Volume 52 (2008)

Determination of Heavy Metals From Environment Samples By Inductively Coupled Plasma Atomic Emission Spectrometry
Pages 38-44
Mariana Dobra, Vasile Viman

Abstract. In the studied area with geological and mining activities of ore extraction containing heavy metals, the environment is polluted with dusts resulted from these activities. From the technological processes of each stage, the environment accumulates sedimentable and suspension dusts, which contribute to the high pollution of air, soil and plants. The paper pursues the determination of Pb and Zn in the ore mines from the area, mining concentrations, sedimentable dusts from air, soil and plants of nettle and spinach. The analytical techniques used must have low detection limits, the lowest matrix effects possible and they must allow the determination, as precise as possible, of the major components as well as of the minor ones and in traces.

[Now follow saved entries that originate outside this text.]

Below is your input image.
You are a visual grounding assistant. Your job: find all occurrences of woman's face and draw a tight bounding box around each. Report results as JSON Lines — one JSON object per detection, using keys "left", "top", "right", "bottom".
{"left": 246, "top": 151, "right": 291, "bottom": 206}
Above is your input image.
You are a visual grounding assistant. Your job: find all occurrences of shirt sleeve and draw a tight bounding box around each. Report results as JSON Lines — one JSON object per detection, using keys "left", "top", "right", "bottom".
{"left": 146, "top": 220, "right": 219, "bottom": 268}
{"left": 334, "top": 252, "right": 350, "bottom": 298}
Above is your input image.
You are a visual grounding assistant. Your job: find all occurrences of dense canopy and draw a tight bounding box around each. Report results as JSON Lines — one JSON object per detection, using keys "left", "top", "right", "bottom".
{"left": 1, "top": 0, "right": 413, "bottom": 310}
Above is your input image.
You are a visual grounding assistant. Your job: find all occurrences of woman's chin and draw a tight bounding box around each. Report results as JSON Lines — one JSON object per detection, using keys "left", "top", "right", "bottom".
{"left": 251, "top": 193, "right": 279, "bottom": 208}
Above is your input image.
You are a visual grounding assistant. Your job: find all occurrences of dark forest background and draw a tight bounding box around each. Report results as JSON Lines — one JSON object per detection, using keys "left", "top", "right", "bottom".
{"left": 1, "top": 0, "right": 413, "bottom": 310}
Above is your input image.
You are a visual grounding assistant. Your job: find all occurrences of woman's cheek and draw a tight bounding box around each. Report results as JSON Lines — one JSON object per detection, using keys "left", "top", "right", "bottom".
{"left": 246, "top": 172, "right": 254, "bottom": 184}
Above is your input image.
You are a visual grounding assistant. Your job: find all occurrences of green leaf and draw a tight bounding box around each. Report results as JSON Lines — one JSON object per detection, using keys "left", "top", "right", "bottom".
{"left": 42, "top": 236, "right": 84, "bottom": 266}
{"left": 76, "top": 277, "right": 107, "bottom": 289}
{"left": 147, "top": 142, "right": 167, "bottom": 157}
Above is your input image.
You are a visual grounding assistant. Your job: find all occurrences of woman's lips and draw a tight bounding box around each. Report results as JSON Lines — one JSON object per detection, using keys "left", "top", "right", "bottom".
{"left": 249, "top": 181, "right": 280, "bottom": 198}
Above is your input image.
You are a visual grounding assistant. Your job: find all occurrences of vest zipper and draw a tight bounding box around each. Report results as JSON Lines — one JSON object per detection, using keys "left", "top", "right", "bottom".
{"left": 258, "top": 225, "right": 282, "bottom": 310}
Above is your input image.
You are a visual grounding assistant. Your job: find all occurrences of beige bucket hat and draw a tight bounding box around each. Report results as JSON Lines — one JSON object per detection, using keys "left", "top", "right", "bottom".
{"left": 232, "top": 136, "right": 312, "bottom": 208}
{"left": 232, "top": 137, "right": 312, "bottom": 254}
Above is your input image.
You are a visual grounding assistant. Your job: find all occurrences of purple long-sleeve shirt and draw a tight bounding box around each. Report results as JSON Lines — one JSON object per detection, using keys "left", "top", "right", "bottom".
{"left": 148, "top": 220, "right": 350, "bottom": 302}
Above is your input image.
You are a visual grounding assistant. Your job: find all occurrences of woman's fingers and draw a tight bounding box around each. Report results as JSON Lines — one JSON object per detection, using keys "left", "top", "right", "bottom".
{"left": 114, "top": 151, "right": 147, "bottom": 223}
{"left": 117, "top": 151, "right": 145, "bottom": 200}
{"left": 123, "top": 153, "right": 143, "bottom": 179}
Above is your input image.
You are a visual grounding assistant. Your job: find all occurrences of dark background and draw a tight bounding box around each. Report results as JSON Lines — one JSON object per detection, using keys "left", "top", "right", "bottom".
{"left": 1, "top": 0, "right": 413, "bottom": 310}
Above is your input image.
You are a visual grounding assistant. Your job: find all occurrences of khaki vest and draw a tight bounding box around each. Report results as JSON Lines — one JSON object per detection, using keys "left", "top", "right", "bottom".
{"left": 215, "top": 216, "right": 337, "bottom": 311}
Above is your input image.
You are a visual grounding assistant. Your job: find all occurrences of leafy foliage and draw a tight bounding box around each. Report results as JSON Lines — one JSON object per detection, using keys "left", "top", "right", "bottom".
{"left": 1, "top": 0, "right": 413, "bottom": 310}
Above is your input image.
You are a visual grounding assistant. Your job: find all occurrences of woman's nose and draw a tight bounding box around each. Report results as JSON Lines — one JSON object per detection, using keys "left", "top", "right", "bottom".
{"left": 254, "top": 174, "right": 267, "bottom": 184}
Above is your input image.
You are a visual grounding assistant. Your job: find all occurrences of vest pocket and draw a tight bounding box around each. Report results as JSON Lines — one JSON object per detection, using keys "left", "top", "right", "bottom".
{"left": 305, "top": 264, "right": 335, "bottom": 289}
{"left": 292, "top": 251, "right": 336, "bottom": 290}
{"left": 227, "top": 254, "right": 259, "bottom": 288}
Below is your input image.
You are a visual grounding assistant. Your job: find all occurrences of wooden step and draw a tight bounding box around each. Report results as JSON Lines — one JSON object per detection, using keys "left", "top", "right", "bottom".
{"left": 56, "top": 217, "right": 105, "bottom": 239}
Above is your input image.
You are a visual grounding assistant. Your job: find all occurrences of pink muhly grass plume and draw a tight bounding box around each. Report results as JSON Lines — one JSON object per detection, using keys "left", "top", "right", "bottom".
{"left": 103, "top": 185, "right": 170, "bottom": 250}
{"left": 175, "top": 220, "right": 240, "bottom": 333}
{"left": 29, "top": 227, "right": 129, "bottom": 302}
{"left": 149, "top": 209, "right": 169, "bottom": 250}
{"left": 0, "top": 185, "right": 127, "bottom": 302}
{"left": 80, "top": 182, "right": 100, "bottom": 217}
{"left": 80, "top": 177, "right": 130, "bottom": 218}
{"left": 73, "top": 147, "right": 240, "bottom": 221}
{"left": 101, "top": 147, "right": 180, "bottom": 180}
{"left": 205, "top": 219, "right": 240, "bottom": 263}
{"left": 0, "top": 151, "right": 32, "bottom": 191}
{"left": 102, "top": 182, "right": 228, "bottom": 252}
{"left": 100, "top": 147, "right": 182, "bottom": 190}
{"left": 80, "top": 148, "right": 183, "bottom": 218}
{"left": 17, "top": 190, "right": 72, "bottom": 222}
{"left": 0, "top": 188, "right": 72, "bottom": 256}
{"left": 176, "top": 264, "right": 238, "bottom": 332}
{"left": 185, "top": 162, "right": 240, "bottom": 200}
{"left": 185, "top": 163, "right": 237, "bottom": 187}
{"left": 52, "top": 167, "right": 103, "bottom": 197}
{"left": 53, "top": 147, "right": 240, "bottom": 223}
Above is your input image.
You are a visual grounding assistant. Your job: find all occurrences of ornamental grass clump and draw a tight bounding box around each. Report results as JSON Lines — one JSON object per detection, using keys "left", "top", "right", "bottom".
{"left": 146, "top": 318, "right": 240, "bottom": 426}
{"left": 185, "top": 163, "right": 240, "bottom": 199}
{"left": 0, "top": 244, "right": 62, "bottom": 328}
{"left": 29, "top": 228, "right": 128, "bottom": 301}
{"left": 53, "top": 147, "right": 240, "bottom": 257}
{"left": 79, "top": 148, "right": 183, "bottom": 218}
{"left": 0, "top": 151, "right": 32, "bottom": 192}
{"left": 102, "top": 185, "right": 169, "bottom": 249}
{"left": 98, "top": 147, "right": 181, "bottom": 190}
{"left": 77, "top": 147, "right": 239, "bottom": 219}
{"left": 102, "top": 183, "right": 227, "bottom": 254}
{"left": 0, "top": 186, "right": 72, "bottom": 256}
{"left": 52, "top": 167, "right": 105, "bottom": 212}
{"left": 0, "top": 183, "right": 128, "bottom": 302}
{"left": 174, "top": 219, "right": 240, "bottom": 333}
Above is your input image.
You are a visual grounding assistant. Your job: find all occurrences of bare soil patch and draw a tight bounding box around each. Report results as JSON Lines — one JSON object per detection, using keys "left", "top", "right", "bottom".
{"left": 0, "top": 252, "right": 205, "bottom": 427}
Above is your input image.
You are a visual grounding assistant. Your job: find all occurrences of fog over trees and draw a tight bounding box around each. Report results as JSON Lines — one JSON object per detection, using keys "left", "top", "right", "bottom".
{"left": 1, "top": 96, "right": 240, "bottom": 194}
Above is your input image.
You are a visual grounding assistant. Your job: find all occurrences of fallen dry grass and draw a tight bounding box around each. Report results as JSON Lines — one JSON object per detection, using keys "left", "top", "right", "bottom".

We used the inductively coupled plasma atomic emission spectrometry (ICP-AES) and the atomic absorption spectrometry (AAS) for the experimental determinations. BAIRD ICP 2070 and AAS 3 spectrometers were used. The experimental results show high concentrations of the two metals even in the sedimentable dusts in soils and plants. The distribution and the mobility of the heavy metals are determined by the environment in which they are emitted and by the type of combinations in which they are found. In the air, metal mobility will be determined by both the nature of chemical combinations in dusts and by the weather factors as wind and precipitations. The type of soil, organic material content, pH and the potential of oxidation-reduction determine the mobility in soil, while in plants mobility is determined by the specific biochemical mechanisms of each plant.